L. Liu J. L. He G. Palm
Dept. Neuroinformation, Univ. of Ulm, 7900 Ulm, Germany
It is well known that under certain conditions, a signal is completely specified either by its Fourier transform phase or amplitude. An iterative technique similar to that used by Hayes et al. [IEEE Trans. Acoust., Speech, Signal Process. ASSP-28, 672--680 (1980)] was applied to the global Fourier transform phases or amplitudes of natural VCV (vowel--stop consonant--vowel) utterances and the perception of stop consonants was experimentally studied. Under a variety of conditions, the consonant identification performance in the phase-only stimuli improved from about 66% to more than 90% after the iterations. The influence of the initial amplitude guess on the quality of the reconstructed signals was also investigated.
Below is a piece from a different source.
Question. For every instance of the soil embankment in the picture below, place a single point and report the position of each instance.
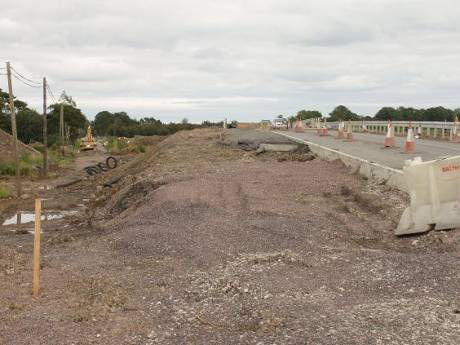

The retrieval of stop consonant information from phase for various window lengths and various phase noise levels were analyzed with regard to vowel contexts, stop manner, and place of articulation. In contrast to the case of signal reconstruction from its phase, the stimulus reconstructed from the amplitude was found not of much value in representing the original VCV signal. Little improvement on consonant perception could be made after the iterations if a flat or a random phase was taken as the initial guess. However, with an appropriate choice of the initial guess, which contains one bit of the original phase information, stimuli with near-perfect consonant identification performance were reconstructed.